Email received saying certificate due to expire on 05 Jun 19 18:14 +0000

phillw · May 16, 2019, 8:19pm

Please fill out the fields below so we can help you better. Note: you must provide your domain name to get help. Domain names for issued certificates are all made public in Certificate Transparency logs (e.g. https://crt.sh/?q=example.com), so withholding your domain name here does not increase secrecy, but only makes it harder for us to provide help.

My domain is: faircam.net

I ran this command: it is a cron job, checked in /var/log/le-renew.log

It produced this output:
The following certs are not due for renewal yet:
/etc/letsencrypt/live/faircam.net/fullchain.pem expires on 2019-08-04 (skipped)
/etc/letsencrypt/live/www.faircam.net/fullchain.pem expires on 2019-08-05 (skipped)
No renewals were attempted.

My web server is (include version): nginx/1.10.3 (Ubuntu)

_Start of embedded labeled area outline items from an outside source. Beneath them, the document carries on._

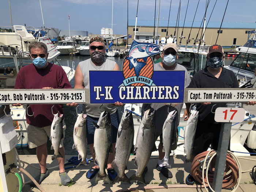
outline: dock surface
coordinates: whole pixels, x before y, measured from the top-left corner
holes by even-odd
[[[57,165],[56,160],[52,161],[51,155],[47,157],[46,166],[48,168]],[[75,155],[66,155],[65,159],[69,159]],[[87,155],[87,158],[90,157]],[[39,167],[39,164],[35,155],[19,155],[20,160],[31,164],[32,165]],[[167,185],[186,185],[185,180],[190,172],[191,167],[191,163],[185,163],[185,157],[183,155],[177,155],[170,157],[171,163],[173,168],[170,169],[172,173],[173,177],[170,179],[164,177],[161,173],[157,170],[155,168],[158,163],[158,157],[151,156],[148,164],[148,171],[146,174],[145,179],[147,182],[146,185],[143,184],[139,184],[136,182],[131,184],[116,183],[114,184],[103,184],[102,181],[99,181],[98,184],[95,184],[96,177],[91,180],[89,180],[86,177],[86,174],[91,167],[93,162],[91,162],[88,165],[82,165],[78,168],[72,168],[66,170],[69,177],[73,180],[75,184],[72,186],[60,186],[60,178],[59,175],[58,168],[55,168],[49,170],[50,175],[47,177],[41,184],[41,186],[46,192],[70,192],[70,191],[85,191],[85,192],[103,192],[116,191],[122,189],[130,188],[142,187],[144,186],[155,187],[159,186],[167,187]],[[242,174],[242,177],[240,184],[236,191],[256,191],[256,185],[252,184],[252,180],[251,175],[252,174],[251,170],[252,167],[256,165],[256,156],[247,156],[246,157],[254,159],[254,161],[239,158],[238,160],[241,166],[242,171],[251,170],[251,171]],[[127,165],[128,170],[125,174],[128,177],[129,177],[135,173],[137,167],[134,165],[134,159],[135,156],[131,155],[130,160]],[[67,165],[66,167],[72,165]],[[35,177],[39,172],[39,170],[33,168],[25,164],[24,167],[26,170],[34,177]],[[117,170],[117,168],[115,167]],[[25,182],[29,180],[28,177],[25,176]],[[133,181],[132,181],[133,182]],[[205,189],[202,189],[189,188],[174,188],[167,189],[167,188],[161,189],[151,189],[146,190],[137,190],[136,191],[147,192],[161,192],[177,191],[184,192],[184,190],[188,190],[189,191],[206,191]],[[210,191],[210,190],[209,189]],[[222,189],[222,191],[230,191],[230,189]],[[29,184],[26,184],[22,189],[22,191],[38,192],[39,190],[37,188],[31,188]]]

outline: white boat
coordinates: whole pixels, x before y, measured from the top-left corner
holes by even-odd
[[[255,31],[243,46],[237,48],[239,54],[231,64],[225,67],[233,71],[240,82],[240,86],[248,83],[255,77],[256,68],[256,36]]]
[[[69,54],[76,52],[75,43],[72,41],[60,41],[56,48],[60,52],[60,54]]]
[[[89,41],[82,41],[80,47],[76,48],[76,49],[78,50],[81,55],[90,55],[89,45]]]
[[[40,41],[47,46],[49,56],[47,61],[61,66],[69,82],[75,75],[75,63],[72,61],[57,60],[60,53],[48,36],[41,37],[41,30],[36,30],[36,37],[28,33],[22,26],[14,26],[15,32],[0,33],[0,85],[2,89],[13,89],[19,70],[31,61],[29,56],[29,45],[33,41]],[[34,35],[35,35],[34,34]],[[10,105],[14,125],[18,136],[17,146],[28,146],[26,120],[26,105],[13,107]]]

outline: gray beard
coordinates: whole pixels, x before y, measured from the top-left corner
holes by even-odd
[[[93,62],[101,63],[104,61],[105,55],[101,52],[96,50],[91,54],[91,59]]]

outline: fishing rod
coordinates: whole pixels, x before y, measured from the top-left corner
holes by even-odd
[[[225,16],[225,14],[226,13],[226,11],[227,10],[227,4],[229,4],[229,0],[227,0],[227,5],[226,6],[226,9],[225,9],[225,11],[224,12],[224,15],[223,15],[223,18],[222,18],[222,20],[221,21],[221,26],[219,27],[219,33],[218,34],[218,36],[217,37],[217,39],[216,39],[216,42],[215,43],[215,44],[217,44],[217,41],[218,41],[218,37],[219,37],[219,35],[221,32],[221,26],[222,25],[222,23],[223,22],[223,20],[224,19],[224,17]]]
[[[197,32],[197,34],[196,35],[196,38],[194,40],[194,44],[193,45],[193,48],[192,48],[192,50],[193,50],[195,48],[195,46],[196,45],[196,42],[197,42],[200,40],[197,39],[197,37],[198,37],[198,35],[199,35],[199,32],[200,31],[200,29],[201,29],[201,26],[202,25],[202,23],[203,23],[203,21],[204,19],[204,18],[205,17],[205,16],[206,15],[206,11],[207,11],[207,9],[208,8],[208,6],[209,6],[209,4],[210,4],[210,1],[211,0],[208,0],[208,1],[207,2],[207,6],[206,6],[206,8],[205,12],[204,12],[204,15],[203,20],[202,20],[202,22],[201,23],[200,27],[199,28],[199,30],[198,30],[198,32]]]
[[[155,17],[154,17],[154,34],[153,35],[154,38],[153,38],[153,43],[155,43],[155,10],[157,7],[157,0],[155,1]]]
[[[171,12],[171,5],[172,5],[172,0],[171,0],[171,3],[170,4],[170,10],[169,11],[169,17],[168,18],[168,25],[167,26],[167,31],[166,31],[166,35],[165,36],[165,44],[166,44],[167,43],[167,39],[169,38],[169,36],[168,36],[168,27],[169,27],[169,20],[170,20],[170,14]]]
[[[180,10],[180,1],[181,0],[180,0],[180,5],[179,5],[179,8],[178,9],[178,14],[177,14],[177,19],[176,20],[176,26],[175,26],[175,30],[174,31],[174,35],[173,36],[172,36],[172,35],[171,35],[171,37],[173,38],[173,43],[174,43],[174,39],[175,38],[176,38],[176,37],[175,37],[175,34],[176,34],[176,28],[177,27],[177,23],[178,22],[178,17],[179,16],[179,11],[178,10]]]
[[[198,5],[199,4],[199,1],[200,1],[200,0],[198,0],[198,3],[197,3],[197,6],[196,7],[196,12],[195,13],[195,15],[194,16],[194,19],[193,20],[193,22],[192,22],[192,25],[191,26],[191,28],[190,28],[190,32],[189,32],[189,34],[188,35],[188,39],[187,39],[187,43],[186,43],[186,48],[185,48],[185,49],[187,49],[188,45],[188,43],[190,43],[191,41],[191,39],[189,39],[189,37],[190,37],[190,34],[191,34],[191,30],[192,30],[192,27],[193,27],[193,24],[194,23],[194,21],[195,20],[195,18],[196,16],[196,11],[197,11],[197,8],[198,7]],[[194,38],[192,38],[192,39],[193,39]]]
[[[181,35],[180,35],[179,37],[180,39],[180,48],[181,46],[181,39],[182,38],[185,38],[186,37],[184,37],[183,35],[183,30],[184,30],[184,25],[185,24],[185,21],[186,20],[186,16],[187,16],[187,12],[188,11],[188,3],[189,2],[189,0],[188,1],[188,5],[187,6],[187,10],[186,10],[186,14],[185,14],[185,18],[184,19],[184,23],[183,23],[183,27],[182,28],[182,32],[181,32]]]
[[[138,18],[138,7],[139,7],[139,0],[138,0],[138,4],[137,5],[137,13],[136,14],[136,20],[135,22],[135,30],[134,31],[134,40],[136,38],[136,27],[137,27],[137,19]]]

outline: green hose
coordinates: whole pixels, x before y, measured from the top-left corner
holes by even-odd
[[[22,182],[21,181],[21,178],[19,174],[17,173],[15,173],[15,175],[16,175],[18,178],[18,180],[19,180],[19,192],[21,192],[21,190],[22,189]]]

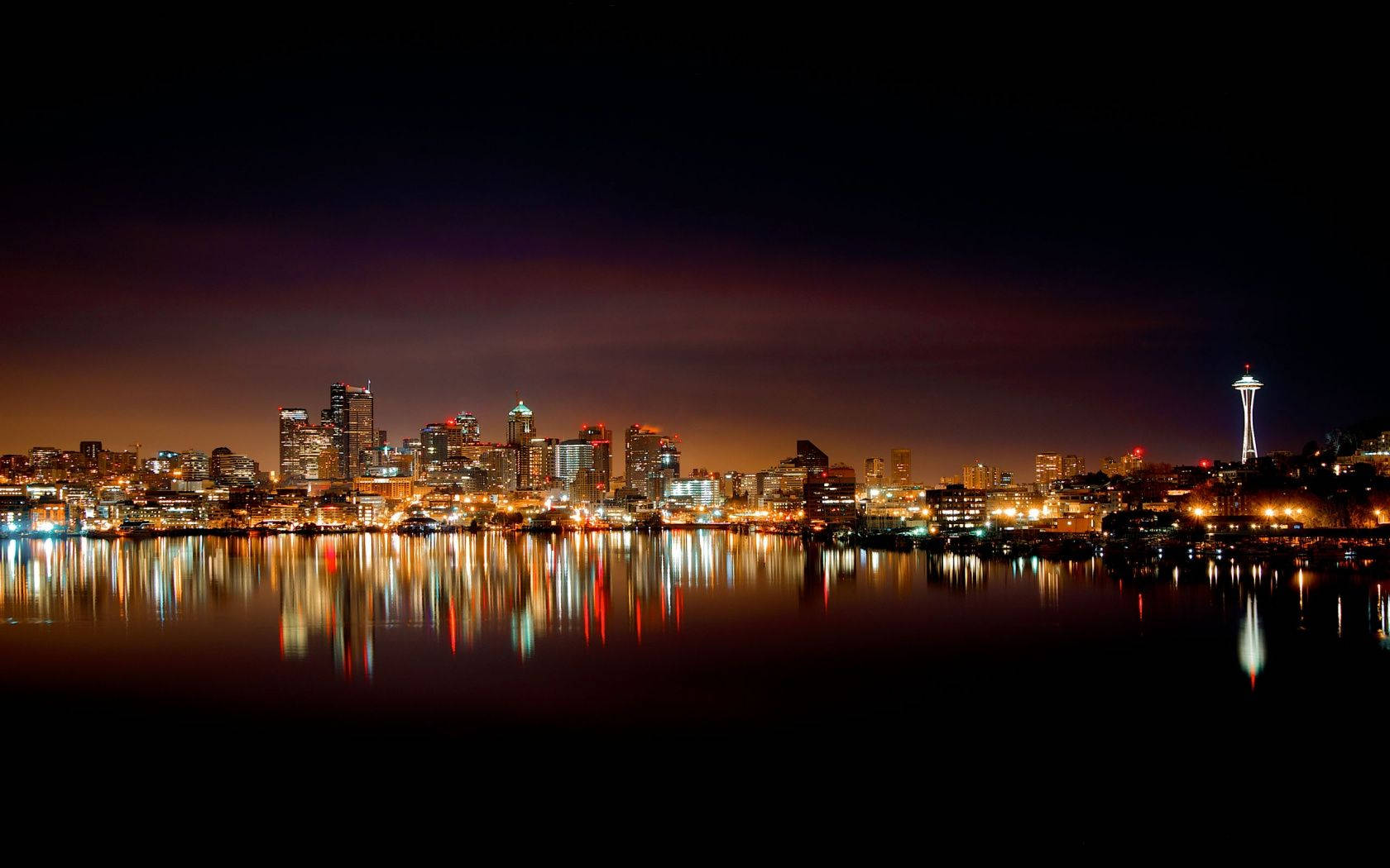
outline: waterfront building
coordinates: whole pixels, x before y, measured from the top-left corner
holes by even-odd
[[[507,443],[524,446],[535,436],[535,414],[517,399],[517,406],[507,411]]]
[[[582,437],[555,444],[555,479],[563,485],[574,482],[574,475],[594,467],[594,443]]]
[[[600,492],[607,492],[612,487],[613,476],[613,432],[603,422],[598,425],[584,424],[580,426],[580,436],[594,447],[595,485],[599,486]]]
[[[463,437],[464,443],[482,442],[482,426],[478,425],[478,417],[464,411],[453,417],[453,422],[459,426],[459,435]]]
[[[830,457],[810,440],[796,440],[796,467],[808,474],[819,474],[830,468]]]
[[[1038,490],[1047,490],[1062,478],[1062,456],[1058,453],[1037,453],[1033,457],[1033,481]]]
[[[335,426],[341,479],[363,475],[363,453],[377,443],[375,399],[371,385],[334,383],[328,390],[328,415]]]
[[[802,487],[806,521],[826,526],[852,526],[858,517],[855,471],[837,464],[810,471]]]
[[[883,458],[865,458],[865,489],[884,487]]]
[[[304,407],[279,408],[279,478],[293,482],[304,478],[304,467],[299,454],[299,429],[309,424],[309,410]]]
[[[178,471],[183,482],[203,482],[213,476],[213,465],[207,453],[196,449],[185,449],[179,453]]]
[[[984,526],[984,492],[963,485],[923,492],[923,506],[942,533],[970,533]]]
[[[1004,471],[976,461],[960,468],[959,485],[967,489],[997,489],[1004,486]]]
[[[662,494],[673,506],[709,508],[724,501],[724,496],[719,490],[719,481],[709,476],[666,479]]]
[[[890,482],[894,487],[908,487],[912,485],[912,450],[895,449],[888,453],[892,462],[892,476]]]

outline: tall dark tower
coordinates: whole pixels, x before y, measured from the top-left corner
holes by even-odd
[[[613,432],[603,422],[581,425],[580,437],[588,440],[594,447],[592,483],[602,499],[613,482]]]
[[[304,465],[299,454],[299,432],[309,424],[309,410],[303,407],[279,408],[279,479],[292,482],[304,478]]]
[[[535,436],[535,414],[517,397],[517,406],[507,412],[507,443],[524,446]]]
[[[353,479],[363,472],[363,453],[377,444],[377,415],[371,385],[334,383],[328,389],[328,415],[336,426],[338,475]]]
[[[796,440],[796,465],[808,474],[830,469],[830,456],[816,449],[810,440]]]

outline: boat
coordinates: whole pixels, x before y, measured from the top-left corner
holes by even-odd
[[[154,536],[154,525],[147,521],[126,519],[121,522],[121,526],[115,529],[120,536],[140,539],[146,536]]]
[[[396,533],[434,533],[439,522],[428,515],[411,515],[396,525]]]

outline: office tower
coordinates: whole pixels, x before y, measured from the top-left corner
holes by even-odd
[[[328,390],[329,421],[336,429],[338,474],[341,479],[363,475],[363,451],[377,442],[377,415],[371,386],[334,383]]]
[[[892,485],[895,487],[912,485],[912,450],[895,449],[888,456],[892,462]]]
[[[574,471],[574,479],[566,486],[570,503],[599,503],[603,500],[603,489],[599,487],[599,475],[592,467],[581,467]]]
[[[651,428],[632,425],[623,439],[624,475],[627,487],[639,492],[648,500],[662,496],[663,454],[667,439]],[[680,451],[664,456],[664,461],[676,461],[676,475],[680,476]]]
[[[662,489],[662,497],[684,507],[717,507],[724,501],[719,490],[716,476],[688,476],[685,479],[667,479]]]
[[[424,453],[427,464],[446,461],[450,458],[450,439],[461,436],[459,426],[452,422],[430,422],[420,429],[420,450]]]
[[[332,479],[338,475],[338,432],[329,424],[304,424],[299,429],[299,469],[297,481],[304,479]]]
[[[997,489],[1002,485],[1001,475],[999,468],[976,461],[960,468],[960,485],[972,490]]]
[[[1056,453],[1037,453],[1033,458],[1033,479],[1040,489],[1047,489],[1062,478],[1062,456]]]
[[[521,447],[520,487],[534,492],[550,487],[555,481],[555,449],[559,443],[555,437],[531,437]]]
[[[883,458],[865,458],[865,487],[883,487]]]
[[[580,426],[580,436],[594,447],[594,485],[602,499],[613,482],[613,432],[603,422],[584,424]]]
[[[309,424],[309,410],[303,407],[279,408],[279,479],[293,482],[304,478],[299,458],[299,429]]]
[[[810,440],[796,440],[796,467],[808,474],[819,474],[830,468],[830,457],[816,449]]]
[[[460,412],[453,417],[455,424],[459,425],[459,432],[463,435],[464,443],[481,443],[482,442],[482,426],[478,425],[478,417],[471,412]]]
[[[963,485],[948,485],[944,489],[930,489],[926,492],[923,506],[927,507],[931,521],[942,533],[970,532],[986,522],[984,492],[972,492]]]
[[[1250,365],[1245,365],[1245,376],[1241,376],[1232,386],[1236,392],[1240,392],[1240,411],[1243,417],[1243,426],[1240,435],[1240,462],[1247,464],[1259,457],[1259,450],[1255,447],[1255,393],[1265,383],[1259,382],[1250,375]]]
[[[524,446],[535,436],[535,414],[517,399],[517,406],[507,411],[507,443]]]
[[[855,503],[855,471],[851,467],[835,465],[806,474],[802,496],[806,501],[806,521],[826,526],[849,526],[855,524],[858,506]]]
[[[520,475],[517,468],[518,453],[520,450],[514,446],[499,446],[482,453],[478,461],[488,469],[488,489],[493,492],[516,490],[517,476]]]
[[[592,467],[594,444],[588,440],[578,437],[562,440],[555,446],[555,478],[559,482],[570,485],[581,468],[591,469]]]
[[[101,454],[101,442],[82,440],[82,443],[78,444],[78,451],[81,451],[86,457],[88,464],[96,467],[97,457]]]
[[[197,451],[196,449],[185,449],[179,453],[178,469],[185,482],[202,482],[213,476],[213,465],[207,458],[207,453]]]
[[[666,492],[666,485],[681,478],[681,449],[676,444],[676,437],[666,437],[656,453],[657,478],[653,481],[653,490],[657,496]]]
[[[225,446],[213,450],[208,469],[218,485],[256,485],[256,462]]]

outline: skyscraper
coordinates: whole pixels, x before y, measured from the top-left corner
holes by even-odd
[[[178,469],[185,482],[202,482],[213,475],[207,453],[185,449],[178,456]]]
[[[802,494],[808,522],[826,526],[855,524],[858,506],[853,468],[841,464],[808,472]]]
[[[663,474],[681,475],[681,453],[674,443],[651,428],[632,425],[623,440],[627,487],[657,500],[664,490]],[[674,469],[674,472],[671,472]]]
[[[517,399],[517,406],[507,411],[507,443],[525,446],[535,436],[535,414]]]
[[[865,458],[865,487],[883,487],[883,458]]]
[[[1250,365],[1245,365],[1245,376],[1241,376],[1232,386],[1236,392],[1240,392],[1240,407],[1241,415],[1244,417],[1244,428],[1240,436],[1240,462],[1245,464],[1254,461],[1259,457],[1259,450],[1255,447],[1255,393],[1265,383],[1259,382],[1250,375]]]
[[[830,457],[810,440],[796,440],[796,467],[806,468],[808,474],[819,474],[830,468]],[[853,472],[849,475],[853,476]]]
[[[339,476],[353,479],[364,469],[363,451],[377,444],[377,417],[370,386],[334,383],[328,392],[329,421],[338,429]]]
[[[890,453],[890,461],[892,461],[892,485],[899,487],[912,485],[912,450],[895,449]]]
[[[1033,457],[1033,478],[1038,489],[1047,489],[1062,478],[1062,456],[1056,453],[1037,453]]]
[[[580,436],[594,447],[594,472],[589,475],[589,481],[594,485],[596,499],[602,500],[613,479],[613,432],[603,422],[598,425],[584,424],[580,426]]]
[[[279,408],[279,479],[293,482],[304,478],[299,454],[299,429],[309,424],[309,410],[303,407]]]
[[[976,461],[960,468],[960,485],[967,489],[997,489],[1002,485],[999,468]]]
[[[78,450],[83,456],[86,456],[86,460],[88,460],[89,464],[92,464],[92,467],[96,467],[97,458],[101,454],[101,442],[100,440],[82,440],[82,443],[78,444]]]
[[[453,421],[459,424],[464,443],[480,443],[482,440],[482,426],[478,425],[478,417],[464,411],[453,417]]]
[[[594,443],[584,437],[562,440],[555,446],[555,476],[569,486],[575,474],[594,467]]]
[[[299,429],[300,479],[332,479],[338,475],[338,431],[327,424],[302,425]]]

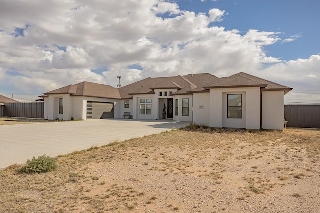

The operating system my web server runs on is (include version): Ubuntu 16.04.6 LTS

My hosting provider, if applicable, is:

I can login to a root shell on my machine (yes or no, or I don’t know): yes

I’m using a control panel to manage my site (no, or provide the name and version of the control panel): no

The version of my client is (e.g. output of certbot --version or certbot-auto --version if you’re using Certbot): certbot 0.31.0

JuergenAuer · May 16, 2019, 8:36pm

Hi @phillw

your certificate of your wesite has two domain names ( https://check-your-website.server-daten.de/?q=faircam.net ):

CN=faircam.net
	06.05.2019
	04.08.2019
expires in 80 days	faircam.net, www.faircam.net - 2 entries

But you have some active certificates with only one domain name:

CertSpotter-Id	Issuer	not before	not after	Domain names
898989853	CN=Let's Encrypt Authority X3, O=Let's Encrypt, C=US	2019-05-07 13:38:49	2019-08-05 13:38:49	www.faircam.net
1 entries
897685078	CN=Let's Encrypt Authority X3, O=Let's Encrypt, C=US	2019-05-06 20:29:18	2019-08-04 20:29:18	faircam.net, www.faircam.net
2 entries
799890197	CN=Let's Encrypt Authority X3, O=Let's Encrypt, C=US	2019-03-08 12:30:44	2019-06-06 12:30:44	www.faircam.net
1 entries
798690851	CN=Let's Encrypt Authority X3, O=Let's Encrypt, C=US	2019-03-07 19:30:54	2019-06-05 19:30:54	faircam.net, www.faircam.net
2 entries
798619869	CN=Let's Encrypt Authority X3, O=Let's Encrypt, C=US	2019-03-07 18:14:30	2019-06-05 18:14:30	faircam.net
1 entries

So Letsencrypt doesn't know which certificate you use. The certificate with the non-www version isn't renewed -> that's the mail.

Perhaps you should check your configuration to delete certificates with only one domain name.

phillw · May 17, 2019, 11:45am

Thanks for the answer, the server is ubuntu 16.04 running apache, where would I check for which certificates to remove and what would be the method (other than rm !!).
Thanks
Phill.

JuergenAuer · May 17, 2019, 12:49pm

Use the certbot commands:

certbot certificates

to see the certificates, then

certbot delete [certificatename]

system · June 16, 2019, 12:49pm

This topic was automatically closed 30 days after the last reply. New replies are no longer allowed.